February 26, 2020
I do not agree with the proposed sales practices rule. The proposed rule would require the firm to (1) approve the retail investors account for buying and selling shares of leveraged/inverse investment vehicles pursuant to a due diligence requirement and (2) adopt and implement policies and procedures reasonably designed to achieve compliance with the proposed rules.
I do not believe that a firm can assess whether an individual retail investor is suitably qualified to invest in leveraged/inverse funds. First, it is a subjective evaluation. Second it is an individual choice to invest in a fund and an investor can just not state the truth. I think the proposed screening process is of very little value to the firm and to the investor.
All investments carry risk. All investment instruments (maybe except for US Treasuries) carry risk. Stocks can crash by mismanagement or unforeseen events. The value of bonds can go to zero with sudden increases in interest rates. Investing in foreign nation instruments can sour with political turmoil. Every commercial I hear about trading foreign currency contains a warning that this is risky.

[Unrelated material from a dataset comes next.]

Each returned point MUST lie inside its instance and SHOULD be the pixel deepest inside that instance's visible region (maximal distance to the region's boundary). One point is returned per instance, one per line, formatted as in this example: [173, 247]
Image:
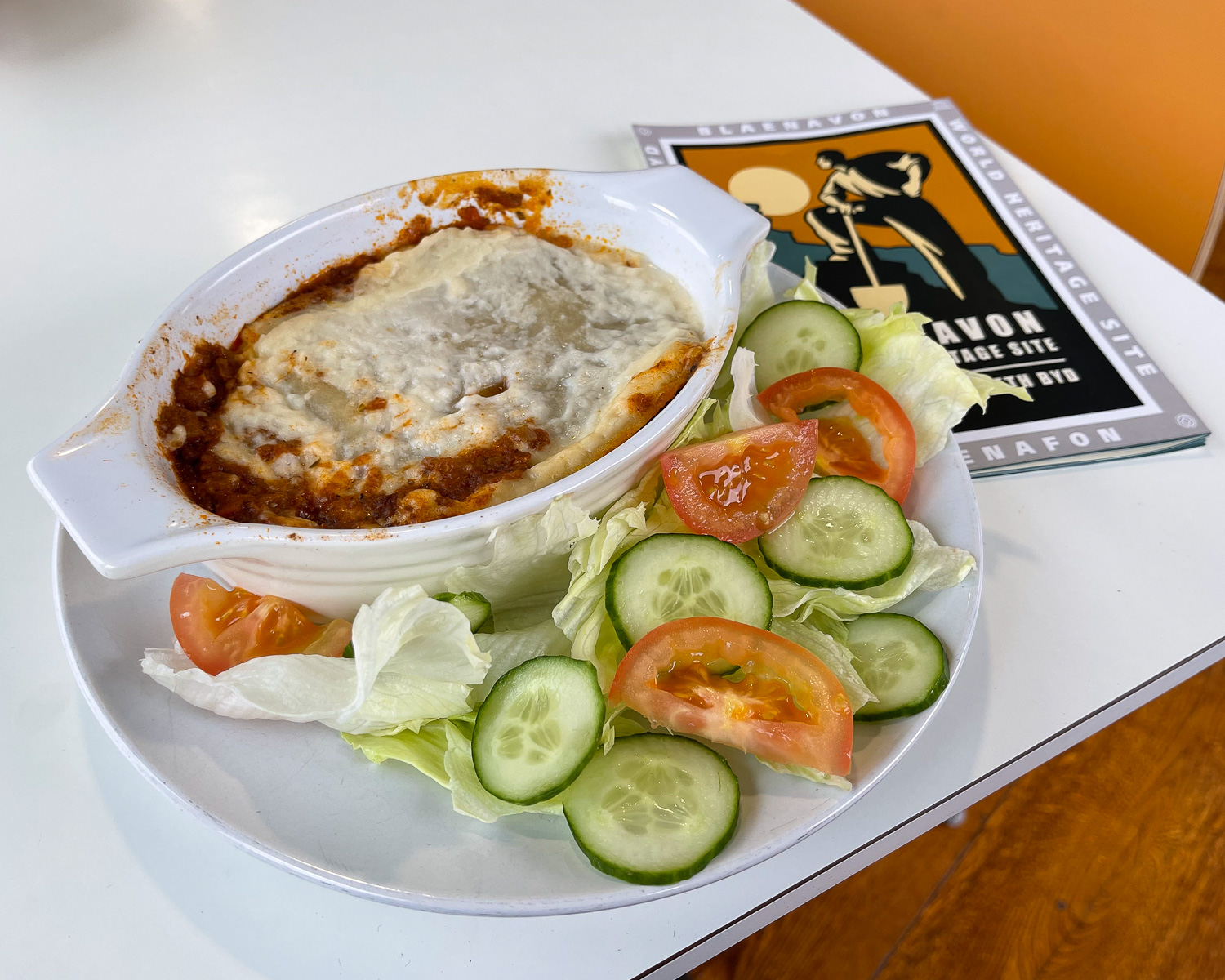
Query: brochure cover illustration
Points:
[906, 203]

Investing in a leveraged/inverse fund is not the same as trading options. Trading options requires knowledge of unique terminology like call, put, and margin, trading strategies like collars and straddles, and an understanding of the risk exposure unique to these instruments. Trading a leveraged/inverse is simply investing in a fund with a unique risk profile.
This rule is being proposed because most leveraged/inverse funds could not satisfy the limit on fund leverage risk in proposed rule 18f-4 because they provide leveraged or inverse market exposure exceeding 150% of the return or inverse return of the relevant index. These funds therefore would fail the relative VaR test and would not be eligible to use the absolute VaR test. The proposal of an alternate test is agreeable but it ignores the responsibility an investor has to practice due diligence when investing. The Commission should not relieve the investor from their responsibilities and create an arbitrary screening process for firms to apply. If the investor reads the fund prospects then it is apparent that the upside potential is married to a downside risk. It is the investor's responsibility to read the prospectus and understand the fund's investing strategy. I believe that if the Commission chooses to proceed with some version of this rule then it should limit it to a requirement that firms provide retail investors a short, plain-English disclosure generally describing the risks associated with leveraged/inverse investment vehicles as part of the proposed account approval process. For example, before a firm approves a retail investors account for buying and selling shares of a leveraged/inverse investment vehicle, the firm can provide a short plain English statement of the specific risk factors associated with leveraged/inverse investment vehicles (such as the risks related to compounding and other risks that leveraged/inverse funds disclose in their prospectuses).